Katie Holmes wore this in this month's "Life & Style"

I just saw this in "In Style"

Ya' dig? I do.

Monday, May 09, 2005

Finally... an update!

Yeah, I know, I'm a jerk. I'm a procrastinating, lazy jerk. That said, here's an update! I decided to sort of add all the "girly" stuff we don't get a chance to talk about on our show. You know, if I find a product I love, or if I'm dying for a new Dooney and Bourke bag, I'll post it here. And you can tell me what you think too.
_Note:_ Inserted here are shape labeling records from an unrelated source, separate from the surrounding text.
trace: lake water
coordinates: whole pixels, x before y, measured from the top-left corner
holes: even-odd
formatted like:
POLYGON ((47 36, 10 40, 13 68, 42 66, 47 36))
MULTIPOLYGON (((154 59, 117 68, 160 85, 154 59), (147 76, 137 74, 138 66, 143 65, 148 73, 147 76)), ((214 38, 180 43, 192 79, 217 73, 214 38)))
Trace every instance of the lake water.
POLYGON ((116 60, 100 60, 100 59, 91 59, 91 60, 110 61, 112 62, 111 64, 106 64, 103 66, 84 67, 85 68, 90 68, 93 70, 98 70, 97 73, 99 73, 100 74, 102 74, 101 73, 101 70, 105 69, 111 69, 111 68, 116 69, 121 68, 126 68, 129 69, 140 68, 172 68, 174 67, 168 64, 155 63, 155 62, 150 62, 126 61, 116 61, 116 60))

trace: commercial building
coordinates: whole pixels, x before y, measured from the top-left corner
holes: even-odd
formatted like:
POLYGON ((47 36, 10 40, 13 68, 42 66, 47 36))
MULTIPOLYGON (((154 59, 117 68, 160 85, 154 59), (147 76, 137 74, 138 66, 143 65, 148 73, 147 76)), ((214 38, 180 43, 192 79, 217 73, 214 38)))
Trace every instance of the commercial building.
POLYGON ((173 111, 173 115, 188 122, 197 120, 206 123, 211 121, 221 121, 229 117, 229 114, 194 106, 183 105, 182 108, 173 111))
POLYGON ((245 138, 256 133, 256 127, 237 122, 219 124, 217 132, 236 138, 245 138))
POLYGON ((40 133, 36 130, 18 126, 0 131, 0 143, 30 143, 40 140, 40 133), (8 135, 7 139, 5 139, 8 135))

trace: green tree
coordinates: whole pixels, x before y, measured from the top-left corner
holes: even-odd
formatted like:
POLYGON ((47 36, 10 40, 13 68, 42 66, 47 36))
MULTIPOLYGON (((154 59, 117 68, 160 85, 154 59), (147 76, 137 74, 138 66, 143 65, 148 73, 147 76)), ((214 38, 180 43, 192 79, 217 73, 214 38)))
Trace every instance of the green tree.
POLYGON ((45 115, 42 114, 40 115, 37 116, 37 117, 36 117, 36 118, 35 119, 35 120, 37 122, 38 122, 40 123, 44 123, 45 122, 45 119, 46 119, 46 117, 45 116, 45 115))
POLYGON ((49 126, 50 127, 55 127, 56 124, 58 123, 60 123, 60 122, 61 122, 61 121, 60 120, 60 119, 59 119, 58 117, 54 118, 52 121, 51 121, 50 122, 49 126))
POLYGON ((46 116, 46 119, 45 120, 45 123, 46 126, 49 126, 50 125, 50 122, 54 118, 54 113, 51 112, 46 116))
Accessories frustrate me. It's like, they accumulate and then I never wear them all. Sooo, here's a great place for trendy, cheapy accessories that look expensive but won't break the bank. You also won't feel bad if you wear them once and then buy something else. Annnnnnd, they're all online so if you're sitting home on a Saturday night, you can shop away in the comforts of your own living room. Happiness IS a new pair of earrings or purse. Go now to Sam Moon's Trading Company

For summer, pair dark denim with a cute babydoll top, heels and the season's flashy, glittery bags:

So cute! And you can find different colors and other accessories on the site. I'm in love!